Kenn. I’m a bike enthusiast, a proud nerdy mech. engineer, and a (non-current) PPL who now runs a bike shop, so your question interests me. I am led to believe that Shimano employs more engineers per capita than any other bike industry company. If this is true, one way to get definitive numbers would be to seek out Shimano's centre of brake design expertise to get their numbers, e.g. typical hydraulic pressures reached by hand levers, (my guess is 1500 psi or 100 bar.), friction coefficients of various compounds with steel discs, and caliper forces and fluid volumes? Also maybe some heat dissipation and hose expansion data. As the saying goes, one measurement is worth a thousand opinions. Also, anecdotes are not data.

IMHO cable actuated brakes have almost no hope of repeatable reliable performance in a non-bicycle application, hence the complete dominance of hydraulics in automotive and motorbike braking use for many decades.

BTW I’d definitely stick with mineral oil rather than DOT fluid. Citroen pioneered that in the 1960s.

You can estimate a figure for your two forces -- "friction force on disc" and "tire pushes road" -- from physical considerations only.

First, if we know the mass of the rider and the deceleration, we can calculate the net braking force on the rider/bicycle combination. This force comes from the "normal force" of the tires against the ground, equivalent to your "tire pushes road" force, but that's not important at this stage. Using your figure of 0.7G of deceleration, we can calculate acceleration in m/s^2 as (0.7*9.81)=6.9 m/s^2 of acceleration (or deceleration if you prefer; sign is not important here).

To calculate the total braking force, we simply use Newton's law Force = mass * acceleration. Assuming a 100kg rider, and rounding, the braking force = 100kg * 6.9 m/s^2 = 687 Newtons.
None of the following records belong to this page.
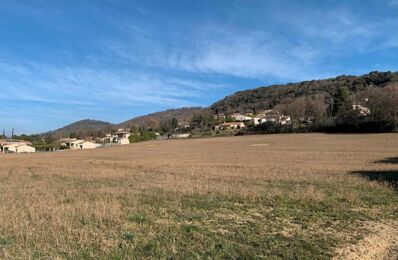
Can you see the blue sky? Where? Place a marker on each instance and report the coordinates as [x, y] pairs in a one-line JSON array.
[[62, 61]]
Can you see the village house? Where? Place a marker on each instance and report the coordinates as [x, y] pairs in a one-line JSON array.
[[82, 145], [121, 136], [285, 120], [180, 136], [183, 125], [231, 125], [238, 117], [65, 142], [363, 111], [10, 146], [220, 116]]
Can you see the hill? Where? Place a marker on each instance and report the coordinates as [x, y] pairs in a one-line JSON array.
[[268, 97], [82, 127], [156, 119], [243, 101]]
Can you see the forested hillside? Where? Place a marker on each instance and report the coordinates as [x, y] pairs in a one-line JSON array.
[[157, 119], [268, 97]]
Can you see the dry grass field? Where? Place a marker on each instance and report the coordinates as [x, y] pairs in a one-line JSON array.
[[274, 196]]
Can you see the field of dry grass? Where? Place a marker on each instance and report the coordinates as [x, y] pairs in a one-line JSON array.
[[282, 196]]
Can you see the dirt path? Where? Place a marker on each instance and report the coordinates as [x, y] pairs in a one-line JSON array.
[[381, 243]]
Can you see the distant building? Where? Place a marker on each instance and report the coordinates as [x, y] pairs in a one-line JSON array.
[[65, 142], [240, 118], [180, 136], [11, 146], [82, 145], [121, 136], [183, 125], [364, 111], [219, 116], [232, 125]]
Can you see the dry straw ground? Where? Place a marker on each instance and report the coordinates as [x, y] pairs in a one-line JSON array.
[[281, 196]]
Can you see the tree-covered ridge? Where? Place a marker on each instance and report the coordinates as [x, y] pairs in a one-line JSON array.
[[269, 97]]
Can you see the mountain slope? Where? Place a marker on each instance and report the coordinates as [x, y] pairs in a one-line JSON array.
[[156, 119], [82, 127], [267, 97]]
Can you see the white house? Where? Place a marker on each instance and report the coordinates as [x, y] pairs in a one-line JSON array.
[[121, 137], [232, 125], [75, 144], [180, 136], [82, 145], [240, 118], [363, 111], [17, 147]]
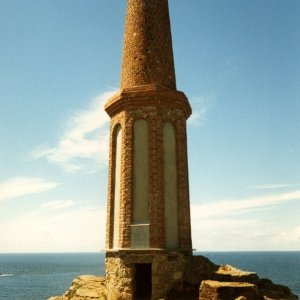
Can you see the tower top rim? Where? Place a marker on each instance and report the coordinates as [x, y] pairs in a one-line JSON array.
[[147, 49]]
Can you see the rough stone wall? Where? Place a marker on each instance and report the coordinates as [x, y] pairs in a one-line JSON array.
[[168, 269], [147, 52], [156, 107], [215, 290]]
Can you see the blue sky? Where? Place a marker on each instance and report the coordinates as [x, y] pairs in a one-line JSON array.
[[237, 61]]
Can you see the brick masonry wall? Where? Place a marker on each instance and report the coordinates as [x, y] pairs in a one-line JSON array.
[[157, 107], [147, 52], [168, 269]]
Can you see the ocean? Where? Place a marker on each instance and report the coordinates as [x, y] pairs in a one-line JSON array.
[[39, 276]]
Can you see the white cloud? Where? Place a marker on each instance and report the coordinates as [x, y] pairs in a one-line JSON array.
[[219, 226], [243, 205], [79, 230], [84, 143], [275, 186], [200, 106], [58, 204], [21, 186]]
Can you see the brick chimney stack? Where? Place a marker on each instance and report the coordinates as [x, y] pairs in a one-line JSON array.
[[147, 52], [148, 232]]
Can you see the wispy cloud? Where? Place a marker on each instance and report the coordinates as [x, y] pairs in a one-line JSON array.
[[21, 186], [275, 186], [58, 204], [200, 106], [219, 225], [56, 231], [84, 142], [243, 205]]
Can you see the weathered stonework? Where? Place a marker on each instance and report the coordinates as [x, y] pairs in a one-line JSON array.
[[156, 107], [175, 277], [168, 270]]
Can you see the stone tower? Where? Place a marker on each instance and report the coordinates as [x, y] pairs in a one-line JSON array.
[[148, 233]]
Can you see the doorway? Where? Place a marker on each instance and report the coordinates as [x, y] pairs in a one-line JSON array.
[[142, 282]]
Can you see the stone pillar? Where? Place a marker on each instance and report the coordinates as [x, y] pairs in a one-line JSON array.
[[148, 214]]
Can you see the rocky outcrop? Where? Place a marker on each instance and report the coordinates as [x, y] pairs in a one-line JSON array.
[[85, 287], [214, 290], [203, 280]]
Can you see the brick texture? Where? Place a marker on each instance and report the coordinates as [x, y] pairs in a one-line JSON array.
[[147, 52]]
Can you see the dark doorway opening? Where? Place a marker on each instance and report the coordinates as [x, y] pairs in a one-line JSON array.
[[142, 282]]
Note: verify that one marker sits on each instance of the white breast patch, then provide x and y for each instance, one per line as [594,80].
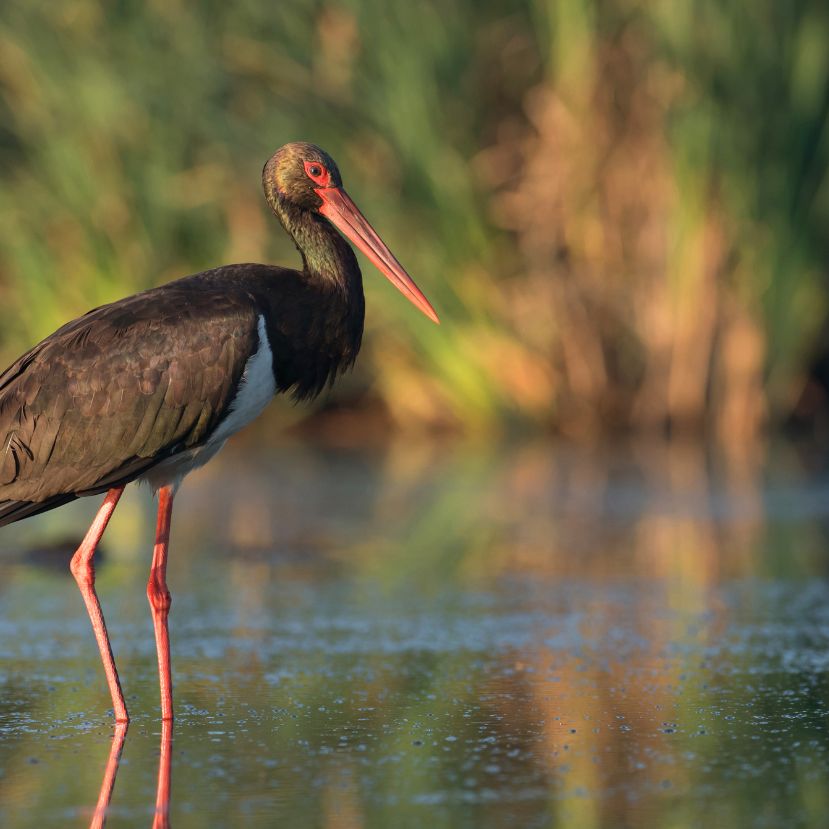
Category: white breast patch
[256,389]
Assuming all of the braking force comes from the front wheel, which is a reasonable assumption for most short-wheelbase bicycles under maximum braking, we already have the value for "tire pushes road"...it's 687 Newtons.

To calculate the "friction force on disc", we simply multiply by the ratio of the effective disc diameter and tire diameter. If it's a bicycle with 26-inch (660mm) wheels and a 160mm front disc (effective diameter ~150mm) then the "friction force on disc" will be approximately 687 Newtons * (660mm / 150mm) = 3023 Newtons. This corresponds to about 680 pounds-force.

We can see that a larger brake disc reduces the "friction force on disc", as does a smaller wheel, but neither has any impact on "tire pushes road".

Now, as far as "industry standard figures", I have no knowledge of industry practice in this area, and it is a matter of engineering and testing to come up with design factors such as that. I agree that the best way to find that out, aside from running your own failure tests on components, would be to discuss with actual component engineers, but it will be difficult to find the right person who will work with you.